- Born: 1832 Kinsale, County Cork
- Died: 23 November 1872 (aged 39–40) Longford, Ireland
- Buried: St John's Churchyard, Longford
- Allegiance: United Kingdom
- Branch: British Army
- Rank: Sergeant
- Unit: 8th King's Royal Irish Hussars
- Conflicts: Indian Mutiny
- Awards: Victoria Cross

= Joseph Ward (VC) =

Irish recipient of the Victoria Cross (1832–1872)

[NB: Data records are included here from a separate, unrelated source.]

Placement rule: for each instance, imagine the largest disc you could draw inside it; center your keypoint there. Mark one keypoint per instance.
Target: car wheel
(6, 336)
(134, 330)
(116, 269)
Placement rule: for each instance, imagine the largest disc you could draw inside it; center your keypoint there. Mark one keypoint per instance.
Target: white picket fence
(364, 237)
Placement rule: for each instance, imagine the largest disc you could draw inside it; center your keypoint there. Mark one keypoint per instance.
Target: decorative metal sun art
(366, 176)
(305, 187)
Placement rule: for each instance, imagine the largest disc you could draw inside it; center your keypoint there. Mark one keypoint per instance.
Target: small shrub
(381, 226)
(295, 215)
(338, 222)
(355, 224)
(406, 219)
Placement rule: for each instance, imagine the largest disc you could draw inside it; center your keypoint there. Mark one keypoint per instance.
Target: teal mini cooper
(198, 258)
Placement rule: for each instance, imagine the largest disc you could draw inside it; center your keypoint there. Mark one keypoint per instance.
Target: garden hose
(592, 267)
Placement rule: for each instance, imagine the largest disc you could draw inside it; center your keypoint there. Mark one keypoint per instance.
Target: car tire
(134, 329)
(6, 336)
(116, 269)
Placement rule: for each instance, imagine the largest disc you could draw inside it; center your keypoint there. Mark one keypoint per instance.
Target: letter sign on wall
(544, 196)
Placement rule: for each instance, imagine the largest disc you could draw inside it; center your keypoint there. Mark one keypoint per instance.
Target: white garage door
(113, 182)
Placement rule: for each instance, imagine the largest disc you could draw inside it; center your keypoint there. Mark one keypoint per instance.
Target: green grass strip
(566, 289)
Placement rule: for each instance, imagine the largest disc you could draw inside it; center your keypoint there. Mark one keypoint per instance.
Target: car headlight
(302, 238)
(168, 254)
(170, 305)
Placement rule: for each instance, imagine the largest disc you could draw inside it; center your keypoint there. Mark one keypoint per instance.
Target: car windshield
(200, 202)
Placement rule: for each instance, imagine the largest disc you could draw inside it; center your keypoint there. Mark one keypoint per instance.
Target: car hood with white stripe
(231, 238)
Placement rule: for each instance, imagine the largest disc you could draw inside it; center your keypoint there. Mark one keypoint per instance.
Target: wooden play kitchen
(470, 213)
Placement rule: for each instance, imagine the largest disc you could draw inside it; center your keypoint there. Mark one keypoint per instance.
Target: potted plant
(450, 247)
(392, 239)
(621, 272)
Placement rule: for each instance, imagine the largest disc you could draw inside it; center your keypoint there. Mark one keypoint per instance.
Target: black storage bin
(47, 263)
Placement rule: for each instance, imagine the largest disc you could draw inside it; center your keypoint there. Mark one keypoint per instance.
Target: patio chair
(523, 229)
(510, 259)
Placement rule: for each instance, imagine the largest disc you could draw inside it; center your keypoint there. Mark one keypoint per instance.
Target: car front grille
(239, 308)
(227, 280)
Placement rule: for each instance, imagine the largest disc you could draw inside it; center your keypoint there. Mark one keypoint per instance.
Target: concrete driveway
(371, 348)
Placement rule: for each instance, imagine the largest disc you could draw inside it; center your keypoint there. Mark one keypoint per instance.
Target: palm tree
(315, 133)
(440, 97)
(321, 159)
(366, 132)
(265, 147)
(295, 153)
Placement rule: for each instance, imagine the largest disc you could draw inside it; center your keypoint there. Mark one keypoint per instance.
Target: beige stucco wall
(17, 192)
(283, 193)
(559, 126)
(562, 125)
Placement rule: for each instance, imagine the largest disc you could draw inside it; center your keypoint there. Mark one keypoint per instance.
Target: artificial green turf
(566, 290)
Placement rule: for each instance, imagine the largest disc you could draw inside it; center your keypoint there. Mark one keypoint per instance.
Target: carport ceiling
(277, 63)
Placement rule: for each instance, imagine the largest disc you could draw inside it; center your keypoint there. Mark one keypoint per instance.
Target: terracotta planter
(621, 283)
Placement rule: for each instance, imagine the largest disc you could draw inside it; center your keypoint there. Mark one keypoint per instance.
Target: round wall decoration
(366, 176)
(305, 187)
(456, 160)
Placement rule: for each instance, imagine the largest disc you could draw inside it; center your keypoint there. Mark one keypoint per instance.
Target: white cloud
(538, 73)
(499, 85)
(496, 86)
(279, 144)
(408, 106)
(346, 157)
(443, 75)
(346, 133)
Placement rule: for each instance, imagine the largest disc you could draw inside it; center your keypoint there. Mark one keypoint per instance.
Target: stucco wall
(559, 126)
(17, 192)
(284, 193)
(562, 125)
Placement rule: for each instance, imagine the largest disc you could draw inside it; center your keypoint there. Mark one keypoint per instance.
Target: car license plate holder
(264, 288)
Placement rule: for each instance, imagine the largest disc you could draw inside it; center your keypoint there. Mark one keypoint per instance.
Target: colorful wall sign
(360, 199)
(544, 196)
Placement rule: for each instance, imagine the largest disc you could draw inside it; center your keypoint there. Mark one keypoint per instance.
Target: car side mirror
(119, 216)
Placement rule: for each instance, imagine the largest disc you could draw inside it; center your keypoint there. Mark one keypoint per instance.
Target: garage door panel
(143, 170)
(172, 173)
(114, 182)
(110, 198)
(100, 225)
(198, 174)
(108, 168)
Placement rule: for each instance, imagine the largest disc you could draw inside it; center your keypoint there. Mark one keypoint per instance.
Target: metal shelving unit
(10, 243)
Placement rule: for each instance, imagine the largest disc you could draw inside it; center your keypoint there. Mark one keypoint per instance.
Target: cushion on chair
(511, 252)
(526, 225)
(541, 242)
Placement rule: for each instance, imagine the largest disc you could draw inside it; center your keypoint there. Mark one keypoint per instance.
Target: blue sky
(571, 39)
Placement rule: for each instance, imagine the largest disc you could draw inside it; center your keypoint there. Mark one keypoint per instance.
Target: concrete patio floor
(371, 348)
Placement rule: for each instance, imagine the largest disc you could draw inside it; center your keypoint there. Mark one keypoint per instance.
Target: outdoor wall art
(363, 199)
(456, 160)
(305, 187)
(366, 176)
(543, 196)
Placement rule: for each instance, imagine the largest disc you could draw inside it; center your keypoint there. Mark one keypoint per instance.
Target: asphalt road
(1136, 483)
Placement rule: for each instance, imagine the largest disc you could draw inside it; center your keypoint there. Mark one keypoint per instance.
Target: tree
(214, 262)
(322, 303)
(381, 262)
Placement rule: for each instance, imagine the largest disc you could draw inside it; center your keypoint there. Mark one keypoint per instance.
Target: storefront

Joseph Ward VC (Seosamh Mac an Bháird; 1832 - 23 November 1872) was born in Kinsale, County Cork, and was an Irish recipient of the Victoria Cross, the highest and most prestigious award for gallantry in the face of the enemy that can be awarded to British and Commonwealth forces.

==Details==
Ward was about 26 years old, and a sergeant in the 8th King's Royal Irish Hussars, British Army during the Indian Mutiny when the following deed took place for which he was awarded the VC. On 17 June 1858 at Gwalior, India, Sergeant Ward – together with Captain Clement Walker Heneage, Farrier George Hollis and Private John Pearson – was in a charge made by a squadron of the 8th Hussars when, supported by a division of the Bombay Horse Artillery and the 95th Regiment, they routed the enemy and captured two of the enemy's guns. Their citation read:

8th Hussars

Selected for the Victoria Cross by their companions in the gallant charge made by a squadron of the Regiment at Gwalior, on the 17th of June, 1858, when, supported by a division of the Bombay Horse Artillery, and Her Majesty's 95th Regiment, they routed the enemy, who were advancing against Brigadier Smith's position, charged through the rebel camp into two batteries, capturing and bringing into their camp two of the enemy's guns, under a heavy and converging fire from the
Fort and Towa.

(Field Force Orders by Major-General Sir Hugh Henry Rose, G.C.B., Commanding Central India Field Force, dated Camp, Gwalior, 28th June, 1858.)

==Further information==
He died at Longford on 23 November 1872.